Indeed, his first attempt to write a libretto shook his sunny self-confidence to the core. Sitting alone with quill and candle, he found his dialog dry, his fundamental ability to write or to rhyme. He ripped and burned page after page and almost quit the job 10 different times.

But he persisted.

His self-assurance turned into humility and he learned. Altogether, Da Ponte wrote libretti for 50 operas. Some were failures. And some will live on forever.

Class of 2008: In your time here with us, you, too, have been challenged and tested. You have been asked to master many new skills to complete many complex projects, often under intense deadline pressures. And you did.

You may have struggled harbored doubts and ripped up projects, too. You may have felt like quitting. But like Da Ponte, you persisted. And you learned.

Class of 2008: you did it! You did it lit by your own fierce determination, your great gift of creativity and your willingness to work hard.

In your time here with us, you gained other survival strengths as well: analytic skills, flexibility, a reflective capacity to question and judge willingness to explore.

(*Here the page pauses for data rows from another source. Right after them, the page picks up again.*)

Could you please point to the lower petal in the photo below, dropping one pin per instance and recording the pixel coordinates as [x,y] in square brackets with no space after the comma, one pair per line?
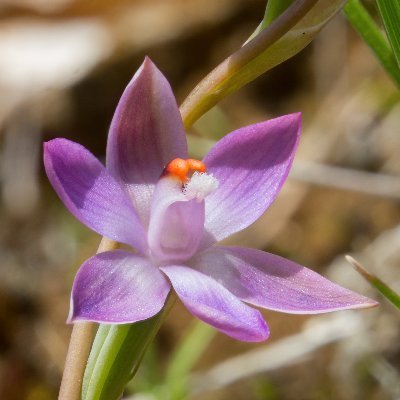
[117,287]
[275,283]
[212,303]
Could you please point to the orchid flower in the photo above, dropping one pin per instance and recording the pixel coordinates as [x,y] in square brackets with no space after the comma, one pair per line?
[172,211]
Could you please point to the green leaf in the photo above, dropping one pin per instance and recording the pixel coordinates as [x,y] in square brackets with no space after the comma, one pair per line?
[366,27]
[390,13]
[116,354]
[185,357]
[273,9]
[259,55]
[384,289]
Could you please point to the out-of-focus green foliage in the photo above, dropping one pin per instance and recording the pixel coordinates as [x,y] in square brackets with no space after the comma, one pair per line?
[390,13]
[366,27]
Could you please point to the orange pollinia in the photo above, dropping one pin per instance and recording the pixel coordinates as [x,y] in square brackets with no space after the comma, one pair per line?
[182,169]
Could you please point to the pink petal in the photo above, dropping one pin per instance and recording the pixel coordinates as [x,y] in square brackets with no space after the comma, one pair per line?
[272,282]
[212,303]
[117,287]
[176,224]
[251,165]
[146,134]
[91,194]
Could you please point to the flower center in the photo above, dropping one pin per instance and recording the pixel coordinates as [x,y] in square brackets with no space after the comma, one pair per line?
[183,169]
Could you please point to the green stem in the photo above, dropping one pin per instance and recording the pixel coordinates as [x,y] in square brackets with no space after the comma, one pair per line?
[98,343]
[79,348]
[273,10]
[119,355]
[366,27]
[213,87]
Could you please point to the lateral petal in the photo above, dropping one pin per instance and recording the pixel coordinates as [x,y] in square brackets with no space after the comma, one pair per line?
[117,287]
[91,194]
[269,281]
[251,164]
[212,303]
[146,134]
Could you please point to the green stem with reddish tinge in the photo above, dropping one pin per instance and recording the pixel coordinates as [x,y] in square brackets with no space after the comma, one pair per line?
[79,348]
[214,86]
[206,94]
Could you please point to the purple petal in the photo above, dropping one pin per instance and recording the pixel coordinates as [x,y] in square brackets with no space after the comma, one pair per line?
[117,287]
[146,134]
[251,165]
[91,194]
[176,224]
[212,303]
[272,282]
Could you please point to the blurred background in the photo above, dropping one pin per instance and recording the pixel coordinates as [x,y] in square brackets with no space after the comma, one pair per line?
[63,67]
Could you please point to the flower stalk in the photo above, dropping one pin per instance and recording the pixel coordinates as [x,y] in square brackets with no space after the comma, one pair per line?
[80,344]
[223,79]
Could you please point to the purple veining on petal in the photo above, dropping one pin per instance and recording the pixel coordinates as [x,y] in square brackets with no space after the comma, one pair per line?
[146,134]
[117,287]
[91,194]
[251,164]
[212,303]
[269,281]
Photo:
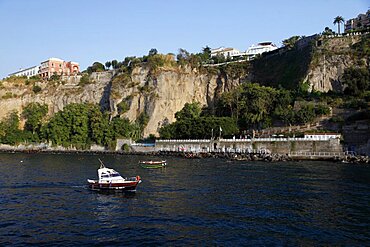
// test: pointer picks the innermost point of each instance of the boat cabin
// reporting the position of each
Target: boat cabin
(107, 175)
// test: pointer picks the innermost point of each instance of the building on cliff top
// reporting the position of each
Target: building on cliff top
(32, 71)
(362, 21)
(226, 52)
(260, 48)
(56, 66)
(52, 66)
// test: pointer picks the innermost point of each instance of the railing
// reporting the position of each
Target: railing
(316, 154)
(184, 141)
(268, 139)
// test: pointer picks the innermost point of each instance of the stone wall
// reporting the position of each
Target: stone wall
(268, 145)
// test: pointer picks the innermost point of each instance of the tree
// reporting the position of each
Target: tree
(289, 43)
(189, 111)
(108, 64)
(96, 67)
(357, 80)
(114, 64)
(327, 31)
(10, 133)
(153, 52)
(34, 113)
(338, 20)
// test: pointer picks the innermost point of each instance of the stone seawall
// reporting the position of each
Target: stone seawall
(261, 145)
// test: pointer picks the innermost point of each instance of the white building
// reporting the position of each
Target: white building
(32, 71)
(259, 49)
(226, 52)
(321, 136)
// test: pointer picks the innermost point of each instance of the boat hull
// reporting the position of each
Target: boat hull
(152, 164)
(129, 186)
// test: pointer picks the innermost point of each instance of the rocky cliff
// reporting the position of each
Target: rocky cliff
(160, 93)
(318, 61)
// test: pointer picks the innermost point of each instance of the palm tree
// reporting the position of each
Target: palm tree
(338, 20)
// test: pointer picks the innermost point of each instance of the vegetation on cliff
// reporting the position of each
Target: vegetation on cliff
(77, 125)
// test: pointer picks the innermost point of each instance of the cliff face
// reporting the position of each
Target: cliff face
(330, 58)
(161, 92)
(160, 95)
(13, 97)
(317, 61)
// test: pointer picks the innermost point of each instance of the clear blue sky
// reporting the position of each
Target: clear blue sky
(95, 30)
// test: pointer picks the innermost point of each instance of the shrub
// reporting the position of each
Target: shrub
(36, 89)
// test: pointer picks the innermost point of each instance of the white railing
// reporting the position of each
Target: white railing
(184, 141)
(268, 139)
(317, 154)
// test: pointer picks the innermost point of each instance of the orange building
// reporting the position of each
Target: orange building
(56, 66)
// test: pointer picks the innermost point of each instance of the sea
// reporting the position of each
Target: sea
(44, 201)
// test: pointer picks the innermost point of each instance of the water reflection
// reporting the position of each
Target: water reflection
(191, 202)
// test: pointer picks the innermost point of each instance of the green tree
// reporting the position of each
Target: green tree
(189, 111)
(108, 64)
(114, 64)
(357, 80)
(290, 42)
(338, 20)
(34, 113)
(152, 52)
(10, 132)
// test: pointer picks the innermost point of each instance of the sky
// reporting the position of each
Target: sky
(86, 31)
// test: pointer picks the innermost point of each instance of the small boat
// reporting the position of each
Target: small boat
(153, 164)
(111, 180)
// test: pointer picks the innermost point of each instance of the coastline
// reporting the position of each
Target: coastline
(265, 157)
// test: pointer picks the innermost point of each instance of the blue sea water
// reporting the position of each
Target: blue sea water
(44, 201)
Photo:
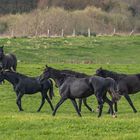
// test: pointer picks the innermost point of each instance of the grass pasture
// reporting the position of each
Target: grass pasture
(81, 54)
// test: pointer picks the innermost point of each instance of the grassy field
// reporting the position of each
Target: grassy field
(120, 54)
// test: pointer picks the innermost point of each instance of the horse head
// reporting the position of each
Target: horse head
(1, 52)
(99, 72)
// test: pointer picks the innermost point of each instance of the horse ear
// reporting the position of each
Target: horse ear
(2, 47)
(47, 66)
(100, 68)
(12, 69)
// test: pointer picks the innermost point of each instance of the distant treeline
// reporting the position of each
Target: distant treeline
(19, 6)
(38, 17)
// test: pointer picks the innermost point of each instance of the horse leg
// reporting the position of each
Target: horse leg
(75, 106)
(110, 103)
(80, 104)
(130, 102)
(100, 103)
(58, 105)
(85, 103)
(50, 103)
(116, 107)
(42, 102)
(18, 101)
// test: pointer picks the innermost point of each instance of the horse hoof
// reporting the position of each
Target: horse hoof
(97, 110)
(53, 115)
(114, 116)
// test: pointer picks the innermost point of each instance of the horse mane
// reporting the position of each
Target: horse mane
(114, 75)
(74, 73)
(19, 74)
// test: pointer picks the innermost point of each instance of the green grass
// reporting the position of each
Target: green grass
(119, 54)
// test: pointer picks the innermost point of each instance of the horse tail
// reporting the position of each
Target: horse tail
(51, 92)
(14, 61)
(113, 89)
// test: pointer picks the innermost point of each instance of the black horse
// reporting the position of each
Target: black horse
(28, 85)
(78, 75)
(72, 88)
(127, 84)
(8, 61)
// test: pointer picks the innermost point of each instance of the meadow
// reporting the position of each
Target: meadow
(120, 54)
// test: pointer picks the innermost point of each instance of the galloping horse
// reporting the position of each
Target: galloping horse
(23, 84)
(127, 84)
(72, 88)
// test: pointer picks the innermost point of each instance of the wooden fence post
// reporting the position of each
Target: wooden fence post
(88, 32)
(62, 33)
(73, 34)
(48, 33)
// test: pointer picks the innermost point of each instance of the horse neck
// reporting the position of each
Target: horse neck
(57, 77)
(114, 75)
(11, 77)
(3, 56)
(73, 73)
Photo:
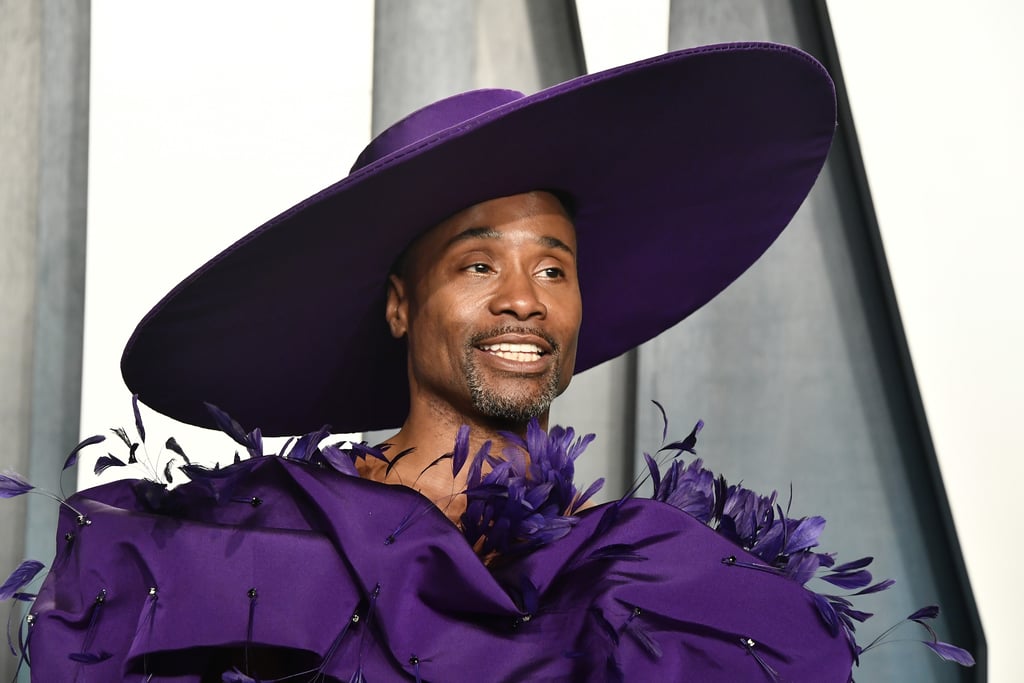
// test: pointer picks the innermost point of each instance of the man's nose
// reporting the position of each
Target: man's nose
(519, 295)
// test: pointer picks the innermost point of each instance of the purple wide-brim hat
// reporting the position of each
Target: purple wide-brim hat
(680, 171)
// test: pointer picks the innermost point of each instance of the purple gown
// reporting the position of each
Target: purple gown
(329, 574)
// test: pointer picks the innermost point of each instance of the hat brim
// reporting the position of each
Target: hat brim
(682, 170)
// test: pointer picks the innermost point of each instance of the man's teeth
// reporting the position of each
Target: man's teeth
(520, 352)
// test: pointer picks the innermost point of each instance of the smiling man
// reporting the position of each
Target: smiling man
(488, 303)
(436, 290)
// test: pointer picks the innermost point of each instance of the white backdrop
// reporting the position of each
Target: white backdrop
(207, 119)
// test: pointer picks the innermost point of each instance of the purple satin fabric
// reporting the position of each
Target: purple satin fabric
(350, 574)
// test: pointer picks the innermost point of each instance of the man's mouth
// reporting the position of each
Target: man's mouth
(517, 352)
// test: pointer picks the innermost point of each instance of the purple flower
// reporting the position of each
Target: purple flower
(25, 572)
(527, 499)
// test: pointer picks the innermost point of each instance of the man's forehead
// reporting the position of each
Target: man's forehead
(491, 232)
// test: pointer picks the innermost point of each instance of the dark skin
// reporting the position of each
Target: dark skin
(488, 301)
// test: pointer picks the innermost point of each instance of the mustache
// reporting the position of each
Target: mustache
(515, 330)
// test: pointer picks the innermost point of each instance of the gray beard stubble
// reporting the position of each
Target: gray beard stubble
(517, 409)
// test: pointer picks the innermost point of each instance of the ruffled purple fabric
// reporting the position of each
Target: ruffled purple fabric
(311, 570)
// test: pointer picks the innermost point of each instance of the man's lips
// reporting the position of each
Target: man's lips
(510, 351)
(517, 346)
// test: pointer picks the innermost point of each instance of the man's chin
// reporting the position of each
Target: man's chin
(515, 408)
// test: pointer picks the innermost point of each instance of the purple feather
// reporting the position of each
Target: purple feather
(173, 446)
(849, 581)
(665, 420)
(655, 473)
(236, 676)
(951, 653)
(12, 483)
(73, 456)
(138, 418)
(123, 435)
(25, 572)
(110, 460)
(877, 588)
(827, 612)
(363, 450)
(856, 564)
(305, 447)
(806, 535)
(931, 611)
(687, 443)
(587, 495)
(227, 424)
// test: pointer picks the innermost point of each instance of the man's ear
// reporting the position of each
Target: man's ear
(396, 310)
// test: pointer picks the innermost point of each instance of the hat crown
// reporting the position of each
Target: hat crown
(431, 120)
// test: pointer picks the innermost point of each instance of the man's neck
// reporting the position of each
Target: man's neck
(423, 439)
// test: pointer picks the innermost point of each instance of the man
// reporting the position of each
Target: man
(508, 242)
(489, 302)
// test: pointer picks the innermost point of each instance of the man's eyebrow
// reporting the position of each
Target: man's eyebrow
(483, 232)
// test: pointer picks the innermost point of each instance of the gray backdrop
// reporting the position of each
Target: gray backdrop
(800, 369)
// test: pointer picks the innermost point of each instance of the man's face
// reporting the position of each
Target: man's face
(491, 304)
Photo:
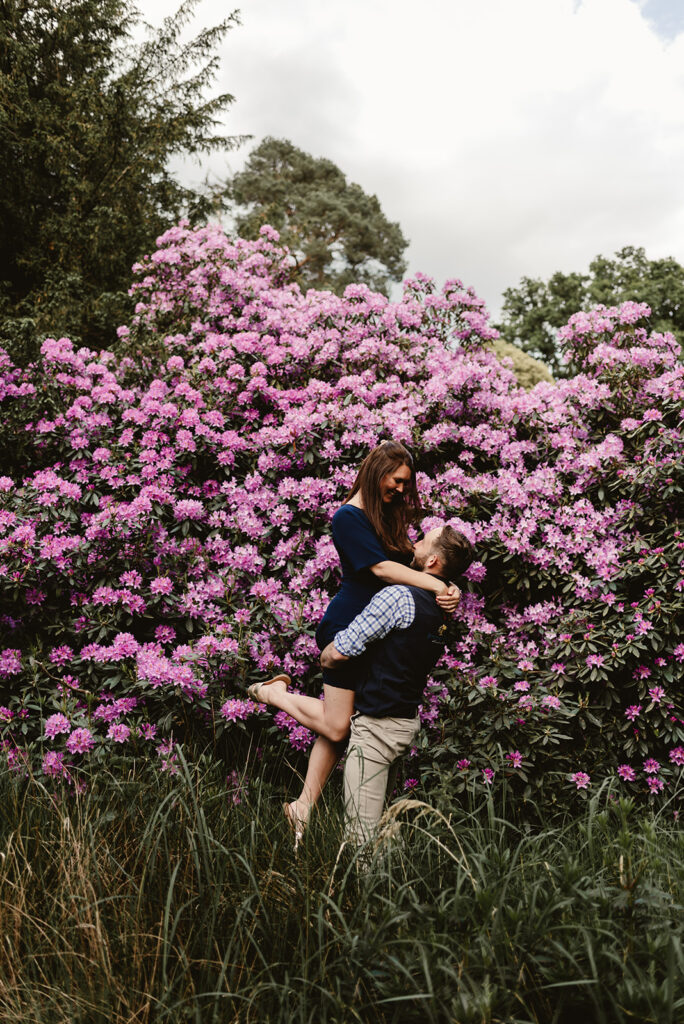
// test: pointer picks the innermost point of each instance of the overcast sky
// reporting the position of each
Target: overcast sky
(507, 137)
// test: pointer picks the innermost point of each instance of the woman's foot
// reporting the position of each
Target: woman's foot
(297, 818)
(259, 691)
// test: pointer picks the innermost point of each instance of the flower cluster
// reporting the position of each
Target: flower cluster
(165, 518)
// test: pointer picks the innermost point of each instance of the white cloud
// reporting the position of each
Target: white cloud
(507, 138)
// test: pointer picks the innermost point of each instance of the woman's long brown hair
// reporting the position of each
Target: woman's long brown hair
(389, 521)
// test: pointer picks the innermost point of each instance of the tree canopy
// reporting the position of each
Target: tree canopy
(535, 310)
(337, 233)
(88, 121)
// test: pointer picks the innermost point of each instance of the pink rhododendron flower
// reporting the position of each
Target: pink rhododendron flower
(56, 724)
(80, 741)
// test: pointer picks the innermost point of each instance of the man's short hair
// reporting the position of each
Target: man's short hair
(454, 551)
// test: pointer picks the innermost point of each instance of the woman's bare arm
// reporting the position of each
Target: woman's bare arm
(390, 571)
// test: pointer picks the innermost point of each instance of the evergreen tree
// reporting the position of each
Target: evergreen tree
(88, 122)
(337, 233)
(532, 312)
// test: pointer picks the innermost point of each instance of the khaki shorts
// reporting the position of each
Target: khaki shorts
(375, 745)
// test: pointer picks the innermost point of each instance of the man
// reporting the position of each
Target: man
(400, 635)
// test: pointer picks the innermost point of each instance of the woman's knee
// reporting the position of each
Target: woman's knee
(338, 732)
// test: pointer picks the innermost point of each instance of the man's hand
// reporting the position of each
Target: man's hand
(449, 599)
(331, 657)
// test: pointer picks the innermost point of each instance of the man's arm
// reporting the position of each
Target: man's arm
(391, 608)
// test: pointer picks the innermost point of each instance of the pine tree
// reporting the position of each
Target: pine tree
(338, 235)
(88, 122)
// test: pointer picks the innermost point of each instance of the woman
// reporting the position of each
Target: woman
(370, 532)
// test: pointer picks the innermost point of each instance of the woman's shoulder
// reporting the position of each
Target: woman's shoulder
(349, 512)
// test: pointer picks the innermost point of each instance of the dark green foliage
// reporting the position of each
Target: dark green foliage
(337, 233)
(532, 312)
(88, 122)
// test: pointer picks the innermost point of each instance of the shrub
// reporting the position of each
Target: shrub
(165, 522)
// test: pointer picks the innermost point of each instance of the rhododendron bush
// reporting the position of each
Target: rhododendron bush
(165, 524)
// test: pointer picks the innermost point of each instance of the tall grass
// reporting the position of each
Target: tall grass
(145, 900)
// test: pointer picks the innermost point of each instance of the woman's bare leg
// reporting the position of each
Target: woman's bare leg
(330, 718)
(323, 759)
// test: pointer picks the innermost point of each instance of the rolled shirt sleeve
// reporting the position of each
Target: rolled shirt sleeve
(391, 608)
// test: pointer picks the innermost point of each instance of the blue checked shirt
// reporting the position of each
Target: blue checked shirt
(391, 608)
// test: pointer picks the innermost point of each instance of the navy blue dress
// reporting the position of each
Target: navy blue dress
(358, 547)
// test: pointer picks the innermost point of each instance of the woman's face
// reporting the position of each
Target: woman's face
(392, 484)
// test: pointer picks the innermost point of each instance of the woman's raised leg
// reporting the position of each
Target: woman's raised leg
(330, 718)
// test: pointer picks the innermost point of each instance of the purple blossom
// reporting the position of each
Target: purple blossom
(53, 764)
(118, 732)
(80, 741)
(56, 724)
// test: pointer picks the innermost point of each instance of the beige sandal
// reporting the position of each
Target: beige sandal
(254, 689)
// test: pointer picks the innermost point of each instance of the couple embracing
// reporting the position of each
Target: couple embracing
(380, 637)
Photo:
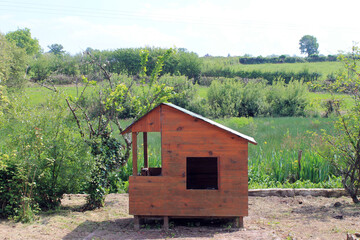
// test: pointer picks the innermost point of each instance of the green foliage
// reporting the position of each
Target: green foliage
(22, 38)
(56, 49)
(223, 97)
(43, 154)
(189, 65)
(343, 146)
(183, 89)
(4, 101)
(287, 99)
(115, 97)
(255, 98)
(12, 65)
(308, 44)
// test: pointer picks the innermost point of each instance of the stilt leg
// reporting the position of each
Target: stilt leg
(136, 222)
(239, 222)
(166, 223)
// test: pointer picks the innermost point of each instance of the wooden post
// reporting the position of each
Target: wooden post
(136, 222)
(166, 223)
(239, 222)
(134, 150)
(145, 150)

How lucky you are to be starting your professional lives today in 2008, when career rides can, indeed, be an adventure. How lucky you are to be fully equipped for that ride. Moreover, as one man who appeared on Roadtrip Nation pointed out, The great advantage you have at your age is that nothing is forever. You can change as many times as you want. Subject to chance, you are also wide open to choice and ready to benefit from Da Ponte's own life-long guiding principle: Dare all. Hope all.

But no matter how many careers you launch or jobs you eventually hold, promise me—promise yourself—that to each one, you will bring every ounce of your effort, intelligence and talent, just as Lorenzo Da Ponte did. Whatever you do, in jobs lofty or humble, worthwhile or wretched—or both—do it to the best of your ability and sensitivity. Rejoice in your work—all of it. Let it test you, stretch you, galvanize your ingenuity, so that you grow and discover new strengths in yourself, you may find that you, too, can write libretti or for that matter, rap!

You may find that you are capable of far more than you ever dreamed! I wish you much joy in your journey and I wish you all Godspeed.

It is now my pleasure to introduce Kate Betts, whose own talent, wit and drive has taken her to some of fashion journalism's top positions and made her one of the country's leading voices in the field. Her own career ride started in Paris over 20 years ago where she eventually became Fairchild publications Paris bureau chief and managed Women's Wear Daily, W and M magazines. Back in the United States, she was—-for 8 years—fashion news director of Vogue, and then became editor in chief of Harpers Bazaar— the youngest editor ever to take over a fashion magazine. Today, Ms. Betts is editor of Time Style and Design—and her discerning insights can also be found in the weekly editions of Time. Please join me in welcoming her.